The Best of Summer - Gold Medal: Rome 1960

David Maraniss called them "The Games That Changed The World", German sports writer Karl Adolf Scherer labeled 1960 "the last nice Olympic summer". To a certain degree, both are right. Rome was the great divide of the Olympic century. It had all the elements of a modern sports carnival while still lacking many problems later editions faced. But they were also the last Games of the first era of 20th century sports. That is why I call them the best ever - or at least the most historic.

In the beginning was architecture. The Eternal City offered a brilliant mix. On the one hand, organizers incorporated ancient monuments like the Basilica di Massenzio (wrestling), the Terme die Caracalla (gymnastics), and the Via Appia Antica (marathon/pictures: Getty, romemuseums.eu).
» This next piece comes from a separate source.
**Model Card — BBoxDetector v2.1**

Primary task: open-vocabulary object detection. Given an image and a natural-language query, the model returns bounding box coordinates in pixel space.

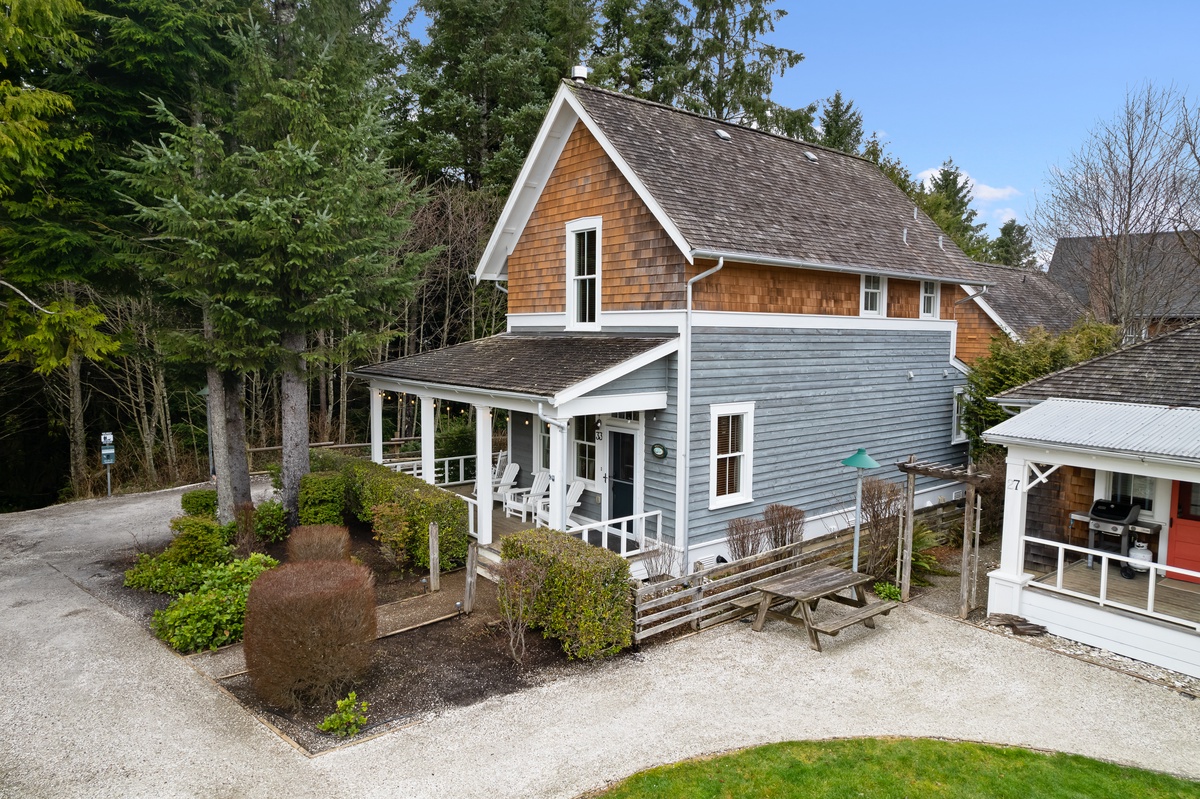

On the other side, the venues included groundbreaking architecture like the Palazzetto dello Sport (weightlifting and basketball) and the Palazzo dello Sport both constructed by Pier Luigi Nervi (boxing/pictures: Getty/roma1960.it).

The idea to stage competitions against the backdrop of traditional or landmark sites has often been copied later, mainly due to television. In that matter, the 1960 Games were ahead of their times. They were the first to be televised world wide on a grand scale, with the rights selling for $1.2 million. More than 70 hours of footage has survived in archives. When Abebe Bikila won the legendary marathon race barefoot, the cameras were placed exactly at the historic sites the runners passed by, starting at the Colosseum and culminating in the dramatic finish beneath the Arch of Constantine:

While Bikila's triumph marked the beginning of the era of Africa''s long distance running domination, Rome saw the birth of many superstars who were the first to become so thanks to exploding media attention. German Armin Hary crushed U.S. domination of sprinting, winning two gold medals. Three wins recorded Wilma Rudolph in the women's sprint, becoming one of the the first black female sports icons. The decathlon battle between eventual winner Rafer Johnson and Taiwan's Yang Chuan-Kwang fascinated the masses. While Germany ruled the waves in rowing, with her coaxed eight ending U.S. supremacy, Italy kept home all but one cycling gold.

Cycling was also the sport that offered a first glance at the sinister era of drug abuse that was just to begin. Denmark's Knut Enemark-Jensen fell of his bike during the time trial on the road and died hours later. The rumor's about his death being caused by amphetamine's were never fully proven, but the incident put doping on the IOC's agenda - where it has stayed until today.

Not to be misunderstood, politics were also all over Rome 1960, as it was normal during the Cold War. Russians and Americans battled it out on the playing field, Germany's unified team was a difficult matter as always, South Africa made its last appearance for decades, and Taiwan marched with an "Under protest" sign at the opeing ceremony, because it was forced to participate under the name of "Taiwan" instead of "China" due to political pressure from the communist bloc (picture: Getty).

The most enduring images of the epic 1960 Olympics were those of a young boxer from Louisville, KT: Cassius Marcellus Clay won his gold medal easily, kicking off a professional career that made him "The Greatest". Here are scenes from his gold medal bout:

"The Greatest" took home his Olympic gold from the Eternal City - and from the best Games ever.